PHARMACOLOGICAL STUDIES ON A NEW DIHYDROTHIENOPYRIDINE CALCIUM-ANTAGONIST, S-312-D - THERAPEUTIC EFFECTS OF S-312-D ON CEREBRAL METABOLIC IMPAIRMENT IN STROKE-PRONE SPONTANEOUSLY HYPERTENSIVE RATS

The therapeutic effects of S-312-d on cerebral metabolic impairment were investigated in the stroke-prone spontaneously hypertensive rats (SHRSP) with apparent stroke symptoms. S-312-d was orally administered 10 mg/kg/day (25 mu mol/kg/day) to the SHRSP group (SP-312) for 3 weeks. Several stroke symptoms such as piloerection, hyperreactivity, and limb paralysis in SHRSP were markedly alleviated in SP-312. Their body weight and food intake also increased. The hypotensive and positive chronotropic effects with S-312-d were recovered to pre-drug levels at 24 h after daily administration. The increases of water, Na+ and Ca2+ and the decreases of K+ and Mg2+ in the cortex of SHRSP administered 1% gum arabic solution (SP-cont) were significantly improved in SP-312. The increases of glucose and lactate/pyruvate ratio in the cortex of SP-cont were also significantly reduced in SP-312, while the recoveries of the decreased ATP and creatine phosphate in the cortex of SP-312 were slight. The cholinergic and monoaminergic neurotransmitters in the brain were generally decreased in SP-cont.

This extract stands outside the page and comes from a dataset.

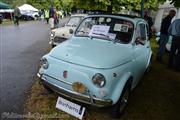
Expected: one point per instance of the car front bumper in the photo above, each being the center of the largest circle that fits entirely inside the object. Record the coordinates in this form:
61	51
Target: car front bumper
88	99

The decreased acetylcholine (ACh) and choline acetyltransferase activity (CAT) in the cortex of SP-cont were significantly restored in SP-312. In the cortex, the decreased dopamine (DA) in SP-cont was significantly restored, while the decreased norepinephrine (NE) and 5-hydroxytryptamine (5-HT) in SP-cont were only slightly recovered in SP-312. However, the decreased NE and 5-HT in SP-cont showed marked recovery in the hippocampus of SP-312. Many biochemical deteriorations in cerebral organs such as marked edema, increases of Na+ and Ca2+ contents, and decreases of several neurotransmitters in symptomatic SHRSP, which had some characteristic symptoms of stroke, seemed to be improved by the several pharmacological effects resulting from Ca2+ antagonistic effects of S-312-d. These data suggests that S-312-d can prevent the deteriorating metabolic changes in SHRSP following the cerebral stroke. (C) 1994 Wiley-Liss, Inc.